Roti is consumed widely in South Asia. It is the main part of our meals. Roti, naan, chapati, paratha and kulcha all fall under the same category. We consume roti like the west consumes bread. A traditional meal is incomplete without roti.
When I was 18, my mother used to say, "Learn to make a perfect roti. What are you going to do in susral(in-laws)." Ten years later, I still have to master the art of making the perfect round roti. Don't get me wrong. It is not like I don't make roti. I have been making roti since the last ten years but all of my efforts are in vain. The roti ends up looking like different maps of the world.
A perfect roti should be soft, thin, round and puffed up. Somehow, my roti either gets burnt or remains partially uncooked. I love to cook for my family. I'm not bragging or anything.
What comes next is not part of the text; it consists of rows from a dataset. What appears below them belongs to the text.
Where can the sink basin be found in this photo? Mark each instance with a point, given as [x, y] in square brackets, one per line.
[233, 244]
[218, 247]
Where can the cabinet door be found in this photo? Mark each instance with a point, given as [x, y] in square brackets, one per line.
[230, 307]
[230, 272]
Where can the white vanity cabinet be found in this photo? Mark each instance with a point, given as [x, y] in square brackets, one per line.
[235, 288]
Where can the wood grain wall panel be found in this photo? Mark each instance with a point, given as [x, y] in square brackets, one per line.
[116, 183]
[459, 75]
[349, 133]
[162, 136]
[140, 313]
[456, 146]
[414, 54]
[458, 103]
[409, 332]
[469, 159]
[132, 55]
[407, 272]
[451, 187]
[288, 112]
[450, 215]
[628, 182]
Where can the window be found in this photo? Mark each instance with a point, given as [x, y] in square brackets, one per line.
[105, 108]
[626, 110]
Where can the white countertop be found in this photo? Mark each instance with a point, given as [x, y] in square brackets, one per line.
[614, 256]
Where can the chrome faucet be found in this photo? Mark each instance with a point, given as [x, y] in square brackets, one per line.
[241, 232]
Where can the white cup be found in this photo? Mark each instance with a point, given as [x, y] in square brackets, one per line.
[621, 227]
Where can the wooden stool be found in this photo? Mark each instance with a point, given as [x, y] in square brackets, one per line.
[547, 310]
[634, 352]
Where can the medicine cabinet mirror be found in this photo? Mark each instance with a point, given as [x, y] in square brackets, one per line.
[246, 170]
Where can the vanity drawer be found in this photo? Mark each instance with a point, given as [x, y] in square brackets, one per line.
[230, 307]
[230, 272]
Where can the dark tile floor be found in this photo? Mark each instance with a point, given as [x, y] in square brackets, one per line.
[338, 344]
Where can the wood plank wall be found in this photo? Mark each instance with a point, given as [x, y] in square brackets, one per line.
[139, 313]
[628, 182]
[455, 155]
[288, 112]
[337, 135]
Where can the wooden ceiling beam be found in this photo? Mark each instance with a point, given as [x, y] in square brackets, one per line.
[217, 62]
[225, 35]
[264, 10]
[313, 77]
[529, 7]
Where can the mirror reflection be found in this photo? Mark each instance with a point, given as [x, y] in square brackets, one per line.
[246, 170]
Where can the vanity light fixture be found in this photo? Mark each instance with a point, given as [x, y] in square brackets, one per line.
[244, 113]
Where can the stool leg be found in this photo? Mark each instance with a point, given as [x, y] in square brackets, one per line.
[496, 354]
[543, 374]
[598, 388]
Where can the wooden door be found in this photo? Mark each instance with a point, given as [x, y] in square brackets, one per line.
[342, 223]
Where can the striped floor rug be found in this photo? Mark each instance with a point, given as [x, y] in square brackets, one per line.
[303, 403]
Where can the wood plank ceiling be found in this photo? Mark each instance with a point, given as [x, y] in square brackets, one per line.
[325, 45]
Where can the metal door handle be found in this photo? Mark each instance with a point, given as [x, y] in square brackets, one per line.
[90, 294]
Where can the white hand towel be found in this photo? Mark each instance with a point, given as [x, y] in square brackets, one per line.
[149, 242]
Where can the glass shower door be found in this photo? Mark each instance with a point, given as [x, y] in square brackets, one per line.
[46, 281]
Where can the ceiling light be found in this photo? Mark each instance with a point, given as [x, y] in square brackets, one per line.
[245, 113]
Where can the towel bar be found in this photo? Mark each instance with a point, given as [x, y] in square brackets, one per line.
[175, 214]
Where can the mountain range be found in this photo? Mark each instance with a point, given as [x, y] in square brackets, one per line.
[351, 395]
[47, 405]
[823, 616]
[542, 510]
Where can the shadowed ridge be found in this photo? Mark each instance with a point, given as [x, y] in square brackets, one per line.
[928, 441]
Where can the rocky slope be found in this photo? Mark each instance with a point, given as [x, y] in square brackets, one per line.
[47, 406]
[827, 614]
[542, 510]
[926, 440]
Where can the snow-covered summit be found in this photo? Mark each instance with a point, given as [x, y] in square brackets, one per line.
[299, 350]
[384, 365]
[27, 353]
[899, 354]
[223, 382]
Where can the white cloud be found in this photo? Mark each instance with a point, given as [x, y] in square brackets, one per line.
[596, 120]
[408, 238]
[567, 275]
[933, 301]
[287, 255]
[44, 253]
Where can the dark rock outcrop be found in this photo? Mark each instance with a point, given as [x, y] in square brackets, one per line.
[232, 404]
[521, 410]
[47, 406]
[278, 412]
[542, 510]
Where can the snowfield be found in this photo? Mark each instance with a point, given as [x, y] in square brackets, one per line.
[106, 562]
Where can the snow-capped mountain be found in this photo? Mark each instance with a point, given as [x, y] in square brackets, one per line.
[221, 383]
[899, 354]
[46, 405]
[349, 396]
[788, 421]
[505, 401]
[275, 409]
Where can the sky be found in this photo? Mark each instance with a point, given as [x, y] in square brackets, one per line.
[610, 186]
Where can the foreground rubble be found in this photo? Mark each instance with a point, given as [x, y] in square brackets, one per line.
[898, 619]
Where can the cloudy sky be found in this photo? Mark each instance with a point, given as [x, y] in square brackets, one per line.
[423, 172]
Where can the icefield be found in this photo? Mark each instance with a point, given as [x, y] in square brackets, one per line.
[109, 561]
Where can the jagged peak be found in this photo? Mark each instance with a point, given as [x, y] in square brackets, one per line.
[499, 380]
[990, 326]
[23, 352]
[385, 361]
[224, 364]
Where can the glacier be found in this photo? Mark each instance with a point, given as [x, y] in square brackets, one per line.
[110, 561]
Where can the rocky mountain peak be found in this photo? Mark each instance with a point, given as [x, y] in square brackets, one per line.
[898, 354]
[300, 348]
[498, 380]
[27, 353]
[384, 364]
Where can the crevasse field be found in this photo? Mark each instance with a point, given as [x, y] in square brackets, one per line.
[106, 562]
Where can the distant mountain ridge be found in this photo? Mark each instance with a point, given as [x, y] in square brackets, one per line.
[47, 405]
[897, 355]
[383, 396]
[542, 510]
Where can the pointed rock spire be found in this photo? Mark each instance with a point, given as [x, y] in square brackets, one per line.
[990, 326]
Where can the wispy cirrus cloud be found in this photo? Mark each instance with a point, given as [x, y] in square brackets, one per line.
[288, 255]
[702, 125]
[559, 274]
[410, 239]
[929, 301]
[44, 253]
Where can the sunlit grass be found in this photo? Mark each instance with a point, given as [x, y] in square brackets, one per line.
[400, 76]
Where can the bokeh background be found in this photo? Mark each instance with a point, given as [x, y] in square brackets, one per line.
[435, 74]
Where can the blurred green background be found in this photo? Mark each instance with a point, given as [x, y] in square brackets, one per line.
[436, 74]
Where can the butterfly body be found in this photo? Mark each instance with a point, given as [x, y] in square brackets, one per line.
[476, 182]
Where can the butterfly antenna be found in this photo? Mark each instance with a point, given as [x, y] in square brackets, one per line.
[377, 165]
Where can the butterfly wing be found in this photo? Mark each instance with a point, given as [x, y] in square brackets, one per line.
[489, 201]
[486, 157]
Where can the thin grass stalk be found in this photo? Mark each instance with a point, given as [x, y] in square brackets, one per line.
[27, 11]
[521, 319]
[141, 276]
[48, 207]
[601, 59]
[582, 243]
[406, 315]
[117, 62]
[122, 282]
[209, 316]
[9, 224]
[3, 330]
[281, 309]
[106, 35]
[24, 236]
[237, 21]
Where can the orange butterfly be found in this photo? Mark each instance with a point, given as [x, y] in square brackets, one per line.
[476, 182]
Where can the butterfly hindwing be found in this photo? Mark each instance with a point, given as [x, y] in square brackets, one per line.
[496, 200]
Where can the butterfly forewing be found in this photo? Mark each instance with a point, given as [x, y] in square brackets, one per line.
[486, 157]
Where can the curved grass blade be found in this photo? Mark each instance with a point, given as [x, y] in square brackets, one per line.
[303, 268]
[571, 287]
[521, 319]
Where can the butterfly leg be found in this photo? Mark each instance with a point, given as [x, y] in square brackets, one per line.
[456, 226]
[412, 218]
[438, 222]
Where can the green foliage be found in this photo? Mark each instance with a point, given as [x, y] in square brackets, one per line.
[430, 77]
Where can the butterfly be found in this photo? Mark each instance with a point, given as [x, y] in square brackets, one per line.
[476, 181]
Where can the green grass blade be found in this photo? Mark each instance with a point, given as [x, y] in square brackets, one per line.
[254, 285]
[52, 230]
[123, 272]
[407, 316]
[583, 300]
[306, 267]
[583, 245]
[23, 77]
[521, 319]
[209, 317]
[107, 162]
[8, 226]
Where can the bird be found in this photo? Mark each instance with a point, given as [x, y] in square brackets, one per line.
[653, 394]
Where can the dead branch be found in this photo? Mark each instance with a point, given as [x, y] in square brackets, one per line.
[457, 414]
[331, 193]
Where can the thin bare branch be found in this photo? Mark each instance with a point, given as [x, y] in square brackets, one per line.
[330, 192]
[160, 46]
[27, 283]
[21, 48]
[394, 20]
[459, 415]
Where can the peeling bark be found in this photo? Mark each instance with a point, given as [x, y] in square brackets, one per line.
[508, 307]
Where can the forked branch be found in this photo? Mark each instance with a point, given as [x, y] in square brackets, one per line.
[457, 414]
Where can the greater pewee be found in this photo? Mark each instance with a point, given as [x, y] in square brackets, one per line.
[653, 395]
Everyone in the family simply loves my food. I am always getting requests for haleem, qorma, biryani, piloa etc. For someone who cooks a lot, not being able to make a perfect roti hurts.
My mother taught me to make bal-wala paratha with layers. However, my in-laws eat square parathas, which I learnt to make after I got married. I don't know why mothers bother to teach us so many ways to cook different things. Believe me, everything in susral will be done in exactly the opposite way. My mother would pull tawa to place roti directly above the fire to puff it up. In susral, the rule is to press a cloth on roti to puff it up. My point has been made.
The kids always find different ways to increase my workload. They want to eat chini(sugar) wala paratha, aloo(potato) wala paratha and moli(radish) wala paratha. Then there comes the different sizes.
"I want to eat a paratha shaped like a moon"
"I want a star paratha"
"It should be rectangle or flower"
They go nuts for different shaped parathas. I can not even make a normal round roti, how am I supposed to make different shaped parathas. I don’t know how they manage to get these things into their heads. It's probably from watching too many cartoons. I never caused this much trouble for my mother! At least I don't remember doing much.
A few days ago, I asked my husband to buy a roti maker. I can't make roti for breakfast, lunch and dinner. We even bought one. I was delighted that now, I would not have to engage in the troublesome task of making roti. I placed a ball of dough in the roti maker and waited for the magical roti maker to do its work. The result was quite unexpected. The roti was thick, raw and not at all puffed up. So much for the magical roti maker. I really want to sue the company and demand my money back.
"We are not eating these!" my husband told me, "Go! And make your Australian map roti, those are better than these."
So, I had to march straight to the kitchen again for another batch of roti.